History of Peal de Becerro

History of Peal de Becerro

Since the Bronze Age (II millennium BC) several settlements have been documented in the municipality of Peal, such as Cueva del Águila, Villares de la Bolera or Castellones de la Bolera, which, according to material evidence, must have been walled enclosures. In the third century BC, Ptolemy made a list of cities belonging to Oretania among which he mentions Tugia, in Toya, near Peal de Becerro. At this point one of the best-known Iberian ensembles was found, the Toya Sepulchral Chamber. The excellent and complex construction of this tomb shows the development that the oligarchy reached in the Iberian era. 

In the surroundings of Toya there are other enclosures and towns, which were linked to this great centre, such as Loma del Gato, Cerrillo de la Fuente de la Pioja or Cerrillo de los Palomares, where there are remains of a tower and a necropolis. 

The settlement of the Plaza de Armas de las Juntas is also from the Ibero-Roman period, which shows remains of a walled enclosure from the Iberian period reused in Roman times. The Tugia oppidum was maintained in Roman times, as evidenced by materials from this period which were reused in medieval times to build a castle on this enclave.
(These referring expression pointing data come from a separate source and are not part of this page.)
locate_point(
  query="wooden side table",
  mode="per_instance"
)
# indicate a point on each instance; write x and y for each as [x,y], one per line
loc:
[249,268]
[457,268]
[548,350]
Several elements have been found in Peal and Toya from this Roman and Visigoth period: a funerary stele with a togado relief, a sepulchral stele, a gate and a small Visigothic column. On the slope of Cerro de la Horca there is a Visigothic necropolis with eight tombs. 

In medieval times, Peal de Becerro is not mentioned in Muslim chronicles, so in this period it must have been a small population dependent on the fortified centre of Toya. The first mention of the castle of Toya is due to the Arab geographer, Al-Idrisi, named as Hisn Tuya, who depended on Cazorla. On January 20, 1231, this King granted the Archbishop of Toledo the lands of Quesada and Toya

The prelate conquered Toya before April of that year and incorporated it into the Adelantamiento de Cazorla. After 1310 it passed to the jurisdiction of Úbeda. It was after the Castilian conquest when Peal became a population centre. The Castilians reinforced their defences and raised the towers, currently known as Mocha and Reloj. Peal de Becerro belonged to the Adelantamiento de Cazorla until its dissolution by the Cortes of Cádiz in 1812. On April 25, 1822, it was declared a town by Royal Order of King Ferdinand VII.